Human Brain Distinctiveness Based on EEG Spectral Coherence Connectivity

• Published in: IEEE transactions on biomedical engineering Vol. 61; no. 9; pp. 2406 - 2412
• Main Authors: Rocca, D. La, Campisi, P., Vegso, B., Cserti, P., Kozmann, G., Babiloni, F., Fallani, F. De Vico
• Format: Journal Article
• Language: English
• Published: United States IEEE 01.09.2014; The Institute of Electrical and Electronics Engineers, Inc. (IEEE); Institute of Electrical and Electronics Engineers
• Subjects: Accuracy; Biometric Identification; Biometrics; Biometrics (access control); Brain; Brain - physiology; Cognitive science; Coherence; Computer Science; Electrodes; Electroencephalography; Electroencephalography - methods; Engineering Sciences; Feature extraction; Humans; Machine Learning; Neuroscience; Signal and Image processing; Signal Processing, Computer-Assisted; Vectors; Biometrics; electroencephalography (EEG); resting state; spectral coherence; match score fusion; Resting state; Match score fusion; EEG; Spectral coherence
• ISSN: 0018-9294; 1558-2531; 1558-2531
• DOI: 10.1109/TBME.2014.2317881

The use of EEG biometrics, for the purpose of automatic people recognition, has received increasing attention in the recent years.

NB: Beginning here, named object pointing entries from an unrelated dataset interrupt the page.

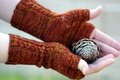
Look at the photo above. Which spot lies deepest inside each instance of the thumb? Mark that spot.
(83, 66)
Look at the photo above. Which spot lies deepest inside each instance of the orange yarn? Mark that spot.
(67, 28)
(49, 55)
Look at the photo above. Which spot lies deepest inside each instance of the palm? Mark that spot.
(109, 48)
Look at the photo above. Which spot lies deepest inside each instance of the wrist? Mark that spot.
(7, 8)
(4, 45)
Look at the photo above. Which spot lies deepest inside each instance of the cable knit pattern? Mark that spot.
(66, 28)
(49, 55)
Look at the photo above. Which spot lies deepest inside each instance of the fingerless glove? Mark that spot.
(66, 28)
(49, 55)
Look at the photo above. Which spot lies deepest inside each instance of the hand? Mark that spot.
(109, 49)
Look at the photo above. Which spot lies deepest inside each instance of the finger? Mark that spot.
(69, 72)
(102, 37)
(83, 66)
(107, 49)
(99, 65)
(69, 59)
(96, 12)
(104, 58)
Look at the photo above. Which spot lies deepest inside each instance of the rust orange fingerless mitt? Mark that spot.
(66, 28)
(49, 55)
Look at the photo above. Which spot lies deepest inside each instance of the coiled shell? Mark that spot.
(87, 49)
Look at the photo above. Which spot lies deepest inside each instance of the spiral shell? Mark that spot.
(87, 49)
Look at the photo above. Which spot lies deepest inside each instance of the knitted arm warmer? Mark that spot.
(67, 28)
(49, 55)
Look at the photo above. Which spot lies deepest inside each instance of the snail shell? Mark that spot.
(87, 49)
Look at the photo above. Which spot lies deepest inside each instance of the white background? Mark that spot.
(108, 22)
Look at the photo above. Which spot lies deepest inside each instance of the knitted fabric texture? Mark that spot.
(67, 28)
(49, 55)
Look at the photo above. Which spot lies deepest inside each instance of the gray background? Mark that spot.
(108, 22)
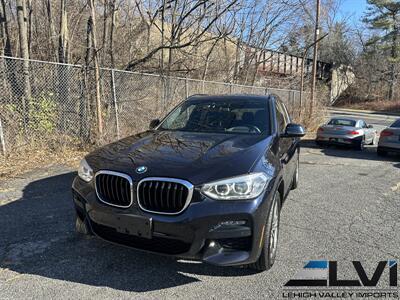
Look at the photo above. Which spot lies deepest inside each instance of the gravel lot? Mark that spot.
(346, 208)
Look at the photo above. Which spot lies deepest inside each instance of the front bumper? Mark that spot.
(196, 233)
(389, 148)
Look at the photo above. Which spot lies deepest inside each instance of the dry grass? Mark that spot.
(382, 105)
(28, 158)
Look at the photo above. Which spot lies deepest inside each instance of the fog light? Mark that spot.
(232, 223)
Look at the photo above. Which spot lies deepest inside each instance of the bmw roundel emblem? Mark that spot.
(141, 169)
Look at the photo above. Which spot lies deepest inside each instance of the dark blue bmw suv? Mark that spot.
(207, 182)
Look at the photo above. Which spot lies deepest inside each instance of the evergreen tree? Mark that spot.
(384, 16)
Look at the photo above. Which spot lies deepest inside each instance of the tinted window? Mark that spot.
(342, 122)
(363, 124)
(396, 124)
(281, 117)
(220, 116)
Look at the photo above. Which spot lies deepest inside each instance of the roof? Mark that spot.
(230, 97)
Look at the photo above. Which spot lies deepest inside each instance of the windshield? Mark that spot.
(342, 122)
(221, 116)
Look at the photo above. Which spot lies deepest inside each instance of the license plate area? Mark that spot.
(127, 224)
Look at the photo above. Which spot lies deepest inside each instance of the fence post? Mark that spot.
(115, 102)
(2, 142)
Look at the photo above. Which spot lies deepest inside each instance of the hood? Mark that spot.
(196, 157)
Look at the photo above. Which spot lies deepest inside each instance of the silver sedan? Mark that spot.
(345, 131)
(389, 140)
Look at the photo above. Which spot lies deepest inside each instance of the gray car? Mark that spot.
(346, 131)
(389, 140)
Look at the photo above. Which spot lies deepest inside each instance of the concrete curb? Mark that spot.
(360, 111)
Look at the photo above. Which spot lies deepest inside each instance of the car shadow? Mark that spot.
(38, 237)
(369, 152)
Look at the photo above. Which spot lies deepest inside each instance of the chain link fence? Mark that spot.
(52, 103)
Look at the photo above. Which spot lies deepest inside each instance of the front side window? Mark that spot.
(342, 122)
(220, 116)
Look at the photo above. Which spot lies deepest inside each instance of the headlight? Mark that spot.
(85, 172)
(237, 188)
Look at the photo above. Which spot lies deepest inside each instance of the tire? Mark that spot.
(373, 142)
(381, 152)
(360, 145)
(295, 181)
(270, 237)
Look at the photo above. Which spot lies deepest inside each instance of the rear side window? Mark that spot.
(342, 122)
(396, 124)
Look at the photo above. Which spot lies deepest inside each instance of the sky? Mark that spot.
(354, 8)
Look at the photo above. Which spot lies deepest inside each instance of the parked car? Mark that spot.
(345, 131)
(206, 183)
(389, 140)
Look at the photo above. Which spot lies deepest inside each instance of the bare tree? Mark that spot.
(4, 31)
(51, 28)
(92, 21)
(24, 52)
(63, 44)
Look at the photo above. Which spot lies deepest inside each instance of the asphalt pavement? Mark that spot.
(346, 208)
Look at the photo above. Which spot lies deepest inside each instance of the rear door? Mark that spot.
(368, 132)
(286, 145)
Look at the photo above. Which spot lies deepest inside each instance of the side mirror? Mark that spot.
(293, 130)
(154, 123)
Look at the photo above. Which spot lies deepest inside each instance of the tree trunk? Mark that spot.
(63, 38)
(24, 53)
(96, 68)
(106, 6)
(51, 30)
(395, 57)
(6, 46)
(112, 29)
(29, 26)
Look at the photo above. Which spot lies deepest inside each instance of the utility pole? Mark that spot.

Most of the current analyses rely on the extraction of features characterizing the activity of single brain regions, like power spectrum estimation, thus neglecting possible temporal dependencies between the generated EEG signals. However, important physiological information can be extracted from the way different brain regions are functionally coupled. In this study, we propose a novel approach that fuses spectral coherence-based connectivity between different brain regions as a possibly viable biometric feature. The proposed approach is tested on a large dataset of subjects (N = 108) during eyes-closed (EC) and eyes-open (EO) resting state conditions. The obtained recognition performance shows that using brain connectivity leads to higher distinctiveness with respect to power-spectrum measurements, in both the experimental conditions. Notably, a 100% recognition accuracy is obtained in EC and EO when integrating functional connectivity between regions in the frontal lobe, while a lower 97.5% is obtained in EC (96.26% in EO) when fusing power spectrum information from parieto-occipital (centro-parietal in EO) regions. Taken together, these results suggest that the functional connectivity patterns represent effective features for improving EEG-based biometric systems.